Three Atmospheric Studies, in Rosebery Avenue this week, is William Forsythe’s response to the still-bleeding conflict in Iraq.

It comes with a programme note that explains, in admiring tones, that Forsythe’s structure is complex, reverberant with references to Lukas Cranach’s Crucifixion in Munich and to a photograph of a bombed building exploding, and is cast in three parts or “compositions”. (“The event that was presented as real in Composition 1 becomes inherently intangible; it withdraws”).

This intellectual gabble has ever been a part of the Forsythe process, where, like Humpty Dumpty, “words mean what I say they mean” and we must marvel at the convolutions of the choreographer’s imagination, if not of the choreography.

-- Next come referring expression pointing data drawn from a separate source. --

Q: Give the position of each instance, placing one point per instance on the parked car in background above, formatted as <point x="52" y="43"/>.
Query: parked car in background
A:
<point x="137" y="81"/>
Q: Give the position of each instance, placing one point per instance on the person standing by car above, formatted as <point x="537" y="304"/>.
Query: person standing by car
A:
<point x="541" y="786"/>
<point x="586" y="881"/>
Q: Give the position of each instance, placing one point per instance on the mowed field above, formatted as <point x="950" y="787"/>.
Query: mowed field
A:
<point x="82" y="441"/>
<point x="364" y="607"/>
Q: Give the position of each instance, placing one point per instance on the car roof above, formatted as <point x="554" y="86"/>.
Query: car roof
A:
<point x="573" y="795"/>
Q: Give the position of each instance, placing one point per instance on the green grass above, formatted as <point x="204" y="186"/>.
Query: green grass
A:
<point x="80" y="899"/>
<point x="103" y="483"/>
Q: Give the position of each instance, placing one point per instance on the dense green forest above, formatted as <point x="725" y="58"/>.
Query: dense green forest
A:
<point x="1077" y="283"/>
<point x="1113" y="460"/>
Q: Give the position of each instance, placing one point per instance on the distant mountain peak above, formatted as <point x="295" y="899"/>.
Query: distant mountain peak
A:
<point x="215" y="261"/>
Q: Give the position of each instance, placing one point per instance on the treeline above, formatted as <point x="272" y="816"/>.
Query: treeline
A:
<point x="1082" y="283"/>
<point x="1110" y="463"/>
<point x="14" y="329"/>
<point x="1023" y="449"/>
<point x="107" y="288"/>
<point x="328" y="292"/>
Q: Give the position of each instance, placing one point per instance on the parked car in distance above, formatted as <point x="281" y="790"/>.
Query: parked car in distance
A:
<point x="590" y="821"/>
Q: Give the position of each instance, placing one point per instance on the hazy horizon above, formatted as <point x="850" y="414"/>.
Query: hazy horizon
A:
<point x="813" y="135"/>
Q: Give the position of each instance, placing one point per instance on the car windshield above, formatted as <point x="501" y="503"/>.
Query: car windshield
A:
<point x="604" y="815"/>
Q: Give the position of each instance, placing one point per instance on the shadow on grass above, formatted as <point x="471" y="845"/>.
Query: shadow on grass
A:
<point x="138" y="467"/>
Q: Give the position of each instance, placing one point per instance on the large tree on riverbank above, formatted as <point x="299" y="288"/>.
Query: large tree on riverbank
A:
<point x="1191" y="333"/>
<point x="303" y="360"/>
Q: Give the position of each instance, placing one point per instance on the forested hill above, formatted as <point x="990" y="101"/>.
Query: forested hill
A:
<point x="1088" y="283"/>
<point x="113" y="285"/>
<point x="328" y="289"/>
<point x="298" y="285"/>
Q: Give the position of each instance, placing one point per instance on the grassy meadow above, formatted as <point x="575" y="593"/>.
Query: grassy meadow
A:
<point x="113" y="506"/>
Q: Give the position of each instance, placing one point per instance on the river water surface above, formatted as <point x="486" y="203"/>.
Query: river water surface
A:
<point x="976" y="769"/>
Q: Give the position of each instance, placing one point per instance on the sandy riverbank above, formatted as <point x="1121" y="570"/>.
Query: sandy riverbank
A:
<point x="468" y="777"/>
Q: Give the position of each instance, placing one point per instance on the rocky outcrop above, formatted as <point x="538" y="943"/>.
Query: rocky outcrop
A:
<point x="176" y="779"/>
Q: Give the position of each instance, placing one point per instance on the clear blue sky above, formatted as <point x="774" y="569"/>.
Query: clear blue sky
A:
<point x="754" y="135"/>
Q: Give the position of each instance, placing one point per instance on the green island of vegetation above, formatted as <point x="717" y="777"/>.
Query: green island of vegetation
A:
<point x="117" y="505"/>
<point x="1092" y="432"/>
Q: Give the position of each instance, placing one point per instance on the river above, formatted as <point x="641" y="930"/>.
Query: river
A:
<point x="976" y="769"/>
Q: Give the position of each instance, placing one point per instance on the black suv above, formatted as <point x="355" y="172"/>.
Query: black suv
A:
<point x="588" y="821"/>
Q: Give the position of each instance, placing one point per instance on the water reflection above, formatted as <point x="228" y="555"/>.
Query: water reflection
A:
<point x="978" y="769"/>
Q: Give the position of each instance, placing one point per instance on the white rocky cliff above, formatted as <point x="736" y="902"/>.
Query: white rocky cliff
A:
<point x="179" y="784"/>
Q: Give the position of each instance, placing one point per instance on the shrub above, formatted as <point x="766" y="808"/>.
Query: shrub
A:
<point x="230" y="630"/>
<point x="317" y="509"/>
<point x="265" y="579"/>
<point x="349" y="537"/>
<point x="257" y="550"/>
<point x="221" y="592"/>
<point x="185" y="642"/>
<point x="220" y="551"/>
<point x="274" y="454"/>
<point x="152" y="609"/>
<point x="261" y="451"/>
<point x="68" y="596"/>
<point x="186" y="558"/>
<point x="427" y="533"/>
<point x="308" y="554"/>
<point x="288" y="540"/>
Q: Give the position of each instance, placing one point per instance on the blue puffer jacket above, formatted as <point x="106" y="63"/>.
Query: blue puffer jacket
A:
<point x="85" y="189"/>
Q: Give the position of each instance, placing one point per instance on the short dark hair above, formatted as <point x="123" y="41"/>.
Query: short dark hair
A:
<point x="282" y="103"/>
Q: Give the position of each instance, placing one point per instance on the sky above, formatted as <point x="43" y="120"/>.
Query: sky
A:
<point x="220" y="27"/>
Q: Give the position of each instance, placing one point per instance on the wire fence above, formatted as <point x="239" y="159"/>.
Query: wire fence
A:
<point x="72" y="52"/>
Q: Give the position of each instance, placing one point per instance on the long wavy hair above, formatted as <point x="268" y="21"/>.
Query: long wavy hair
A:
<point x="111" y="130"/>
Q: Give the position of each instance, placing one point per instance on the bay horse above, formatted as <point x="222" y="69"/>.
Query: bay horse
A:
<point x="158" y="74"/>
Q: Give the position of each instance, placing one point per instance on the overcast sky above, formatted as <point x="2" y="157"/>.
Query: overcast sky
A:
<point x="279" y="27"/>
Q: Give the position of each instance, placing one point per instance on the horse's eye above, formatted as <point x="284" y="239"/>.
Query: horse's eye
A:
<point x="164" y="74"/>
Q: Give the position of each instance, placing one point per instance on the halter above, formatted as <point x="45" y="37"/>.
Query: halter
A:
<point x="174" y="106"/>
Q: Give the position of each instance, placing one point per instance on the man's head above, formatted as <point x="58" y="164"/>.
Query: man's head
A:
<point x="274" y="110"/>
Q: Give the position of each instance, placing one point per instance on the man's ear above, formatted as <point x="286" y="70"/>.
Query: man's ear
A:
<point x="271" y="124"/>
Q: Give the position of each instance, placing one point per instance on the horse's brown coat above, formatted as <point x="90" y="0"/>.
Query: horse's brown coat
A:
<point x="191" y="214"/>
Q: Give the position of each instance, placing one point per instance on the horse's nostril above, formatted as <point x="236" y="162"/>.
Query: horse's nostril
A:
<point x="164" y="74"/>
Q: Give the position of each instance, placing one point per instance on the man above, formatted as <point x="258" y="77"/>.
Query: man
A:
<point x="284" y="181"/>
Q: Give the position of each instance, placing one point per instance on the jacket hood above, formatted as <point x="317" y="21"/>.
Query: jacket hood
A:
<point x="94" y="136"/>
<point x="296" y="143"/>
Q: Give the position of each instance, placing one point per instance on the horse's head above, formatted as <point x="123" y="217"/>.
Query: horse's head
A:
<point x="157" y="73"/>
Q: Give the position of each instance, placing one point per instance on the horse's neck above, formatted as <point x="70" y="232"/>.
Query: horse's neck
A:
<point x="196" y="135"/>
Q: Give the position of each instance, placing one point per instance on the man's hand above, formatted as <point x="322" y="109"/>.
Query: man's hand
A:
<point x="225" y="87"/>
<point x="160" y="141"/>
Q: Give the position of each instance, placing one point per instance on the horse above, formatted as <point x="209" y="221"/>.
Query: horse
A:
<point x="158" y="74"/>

And what we saw on Wednesday night was fuzzy old Tanztheater banging away at the most popular of today’s Good Causes, the wickedness of the Iraq war. The unlikely personnel of the Forsythe Company spend the first part of the evening oh-so-obviously racing, cowering, freezing in terrified poses. Part two layers the questioning of a mother (the powerful Jone San Martin) about her son, by an unidentified interrogator, with what I take to be art-historical mutterings from a second man.

Part three reproduces, though massive amplification, effects of bombardment on a crowd of men and women, and introduces a caricatured commentator (Dana Casperson as a US soldier) uttering self-justificatory platitudes. The performance ends.

And what have we seen? Deadly Tanztheater, got up as political art, making cheap points out of the agonising events, the vision of hell, that we have known in western Europe through television coverage.

No Forsythian rigour has transformed these matters into anything other than blatant emotionalism. The rigour that transmutes fact into the more potent fact of theatre is wholly absent.

This staging offers victim art, right-minded, self-obsessed, platitudinous. My childhood involved five years of war, of air-raids, bombing, doodlebugs, machine-gun bursts. It was less scary than this miserable display of political correctness. ★☆☆☆☆ for Jone San Martin.